Looking forward, several research directions hold promise for improving the robustness and clinical applicability of AI in liver imaging. Multimodal fusion of CT, MRI, and ultrasound data could enhance lesion characterization by leveraging complementary structural and functional information (20–22). Self-supervised and weakly supervised learning approaches may reduce dependence on labor-intensive manual annotation while enabling continuous model refinement. The use of federated learning frameworks can facilitate multi-institutional collaboration without sharing patient data, thereby addressing privacy and heterogeneity concerns. In addition, the development of explainable AI (XAI) methods is critical to increase clinician trust by providing interpretable decision boundaries and feature importance maps (3,12,13). Ultimately, prospective clinical trials integrating AI models into diagnostic workflows will be essential to establish real-world performance, workflow efficiency, and patient-centered outcomes (11,17).

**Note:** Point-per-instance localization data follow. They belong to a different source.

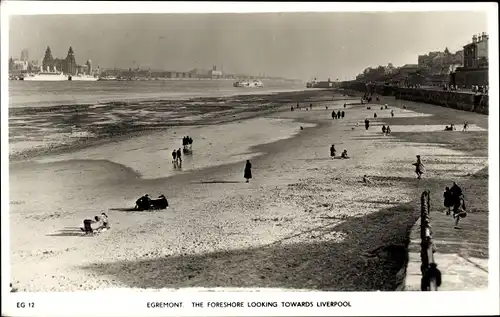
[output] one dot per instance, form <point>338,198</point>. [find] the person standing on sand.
<point>466,126</point>
<point>332,151</point>
<point>179,154</point>
<point>448,200</point>
<point>247,174</point>
<point>174,157</point>
<point>419,167</point>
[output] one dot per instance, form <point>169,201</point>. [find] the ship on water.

This review has several limitations. First, publication bias may have favored positive results, as studies with suboptimal performance are less likely to be published. Second, heterogeneity in imaging modalities, datasets, and evaluation metrics prevented formal meta-analysis in some areas. Third, the rapid evolution of AI algorithms means that newly emerging transformer-based and generative models may not yet be fully captured in the current synthesis. Finally, although multiple reviewers independently screened and extracted data, subtle methodological differences among studies could influence pooled estimates.

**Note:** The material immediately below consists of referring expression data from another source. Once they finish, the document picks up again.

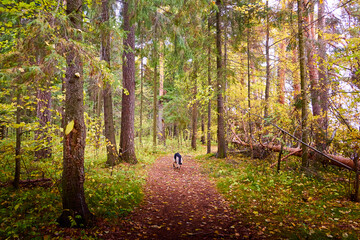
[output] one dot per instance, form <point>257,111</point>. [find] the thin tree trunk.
<point>281,73</point>
<point>160,122</point>
<point>209,103</point>
<point>267,85</point>
<point>202,130</point>
<point>75,208</point>
<point>107,94</point>
<point>43,112</point>
<point>220,88</point>
<point>141,86</point>
<point>249,90</point>
<point>311,63</point>
<point>323,82</point>
<point>16,182</point>
<point>127,144</point>
<point>303,83</point>
<point>194,111</point>
<point>155,100</point>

In summary, AI-based approaches for liver lesion segmentation and classification have demonstrated remarkable diagnostic accuracy and reproducibility across multiple studies. Continued progress will depend on larger multicenter datasets, standardized evaluation frameworks, and explainable models that integrate seamlessly into clinical decision-making. With these advancements, AI has the potential to become an indispensable tool in hepatobiliary radiology, augmenting—not replacing—radiologist expertise.

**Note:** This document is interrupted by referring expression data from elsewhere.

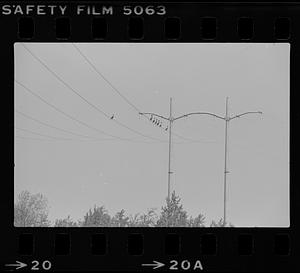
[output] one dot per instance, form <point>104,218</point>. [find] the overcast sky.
<point>76,173</point>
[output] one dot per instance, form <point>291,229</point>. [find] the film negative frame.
<point>163,249</point>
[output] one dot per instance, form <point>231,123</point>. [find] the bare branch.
<point>246,113</point>
<point>156,115</point>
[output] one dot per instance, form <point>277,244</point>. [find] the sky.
<point>77,167</point>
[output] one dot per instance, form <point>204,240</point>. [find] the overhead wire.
<point>70,116</point>
<point>118,91</point>
<point>84,99</point>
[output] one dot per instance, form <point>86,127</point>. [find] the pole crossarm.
<point>199,113</point>
<point>156,115</point>
<point>246,113</point>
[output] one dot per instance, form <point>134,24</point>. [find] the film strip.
<point>142,248</point>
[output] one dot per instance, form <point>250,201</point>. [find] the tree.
<point>31,210</point>
<point>96,218</point>
<point>221,223</point>
<point>147,219</point>
<point>120,220</point>
<point>197,221</point>
<point>66,222</point>
<point>173,214</point>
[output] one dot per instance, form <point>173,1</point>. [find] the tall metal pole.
<point>227,118</point>
<point>225,161</point>
<point>170,147</point>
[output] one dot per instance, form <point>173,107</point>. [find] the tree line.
<point>31,210</point>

Artificial intelligence has demonstrated remarkable potential in the automated segmentation and classification of liver lesions, achieving accuracy levels comparable to expert radiologists across multiple studies and benchmark datasets. Deep learning architectures, particularly U-Net derivatives and hybrid transformer models, have consistently produced high Dice coefficients and AUC values, underscoring their diagnostic reliability. Nevertheless, challenges such as limited dataset diversity, lack of methodological standardization, and insufficient external validation continue to impede widespread clinical adoption. Future research should prioritize large-scale, multicenter collaborations, development of transparent and explainable AI frameworks, and integration of multimodal imaging data to enhance model generalizability and clinician trust. With these advancements, AI-driven liver imaging systems can transition from research prototypes to robust clinical decision-support tools in routine hepatobiliary practice.